Thursday, October 29, 2015
photos by Matthew Gregory Hollis
Other than one last song, I have all the tracks from the album, in very scratch form, up on my soundcloud now! This is mostly thanks to my brother, Robby, for believing in me and making the pilgrimage from the suburbs once a week to patiently record all these songs and smile and nod while I talk crazy and pee every hour.. I wish there was an explanation...dont have one...

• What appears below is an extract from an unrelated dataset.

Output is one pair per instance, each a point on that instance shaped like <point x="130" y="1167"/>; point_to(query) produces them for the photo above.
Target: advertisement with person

I have been paying him in food (scraps from my fridge) and free metropolis drink cards that Ive accumulated from drinking....a lot....of coffee these last few months. Its less that I want caffeine and more that I love things that taste like earth/dirt. hot things. dirt things. acidic things. things that you can put cream in. All good.
Ok. So. Some of these are meandery as hell and have a lot of gibberish lyrics right now....but it feels good to just get them out there and listen/take notes compulsively and kick my ass to make these rewrites for a more polished album.
I thought I just wanted a trio but I keep hearing orchestration on some of these tracks! I hope I can snag some of my buddies and convince them that its okay to work for free for me because art. Terrible terrible.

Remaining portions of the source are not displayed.